The Kevin Pietersen factor is top of the list of any number of variables which may yet complicate England’s ‘new era’.
Out of the adversity of a harrowing 5-0 Ashes whitewash, coach Andy Flower and captain Alastair Cook have both said they are intent on forging a successful future for their team.
To do so they will need to form a united front on issues of personnel and tactics.
They will not always instinctively agree, of course, and when it comes to Pietersen there is no compelling evidence yet that they do on whether he can still be a cornerstone of England’s regeneration in time for the 2015 Ashes.
It was Cook who was reportedly the driving force behind Pietersen’s successful reintegration, in autumn 2012, an achievement vindicated when the mercurial batsman played one of his finest innings to help the captain turn round England’s fortunes on the way to a wonderful series victory in India last winter.
Scroll on a year, though, and there has been no such impact by Pietersen – or anyone else in an England shirt for that matter – in a hapless descent to the dreaded whitewash in Australia.

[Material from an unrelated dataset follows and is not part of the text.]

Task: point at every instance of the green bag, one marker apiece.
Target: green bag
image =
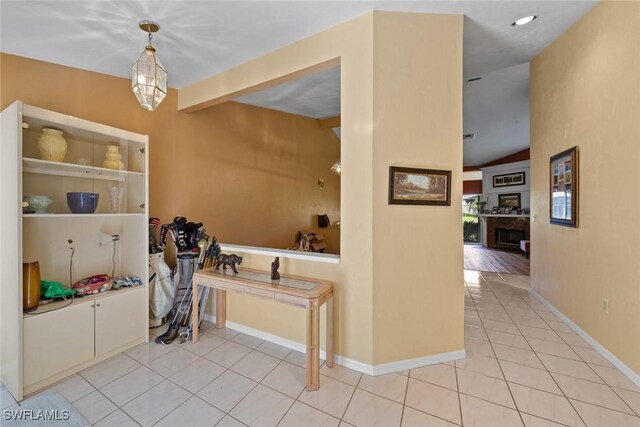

In its aftermath, Flower unequivocally committed himself to stay on as Test coach – adding he has great faith in Cook to put his stamp on a team for the future.
Pietersen’s intentions appeared far from guaranteed, until he made them so via Twitter.
Flower, and Cook, may be interested to discover – if, like millions of others, they did not know already – that Pietersen wants in. “I want to thank all the England fans for their terrific support – and I’m determined to help regain the Ashes in 2015,” he wrote.
“Very disappointed to lose 5-0, and not to score more runs personally. Tough tour against a top class team.”
After Cook’s duties as England’s one-day international captain are completed over the next three weeks – no easy task against a rampant Australia, with a stack of damaging strokeplayers and wicket-takers at their disposal – he and Flower will have four months to work out, along with the selectors, a strategy for seven Tests next summer.
Beyond that lie just another five Tests, spread over 10 months, before Pietersen’s quest for a fifth Ashes series victory begins – perhaps.
Advice for England’s brains trust is plentiful, and one former captain – an Ashes-winning one at that – is concerned about a hasty and costly rejection of Pietersen’s talents.
Michael Vaughan said: “My fear is that England will make him a scapegoat, and England will feel that the only way they can move forward is without Kevin Pietersen.
“Cricket’s got to be careful – because, while in football you can sign a new striker, in cricket you can’t say ‘you know that number four slot, let’s go and pay £30million and get Virat Kohli in’.”
Pietersen, 33, helped to establish Vaughan’s own legacy – launching his career for his adopted country with a bang too, in that long-overdue Ashes victory of 2005.
He is one of just two survivors from that team, and the other –although worryingly below his best, like so many of England’s whitewashed tourists this time – is not nearly so divisive.
Ian Bell, still only 31 and feasibly with another five years or more left him as a world-class batsman, was also on Twitter on Tuesday – voicing his own regret, to add to the collective, at England’s under-performance over the past two months. “Devasting to lose 5-0. Thanks also to all the travelling supporters,” he told his followers.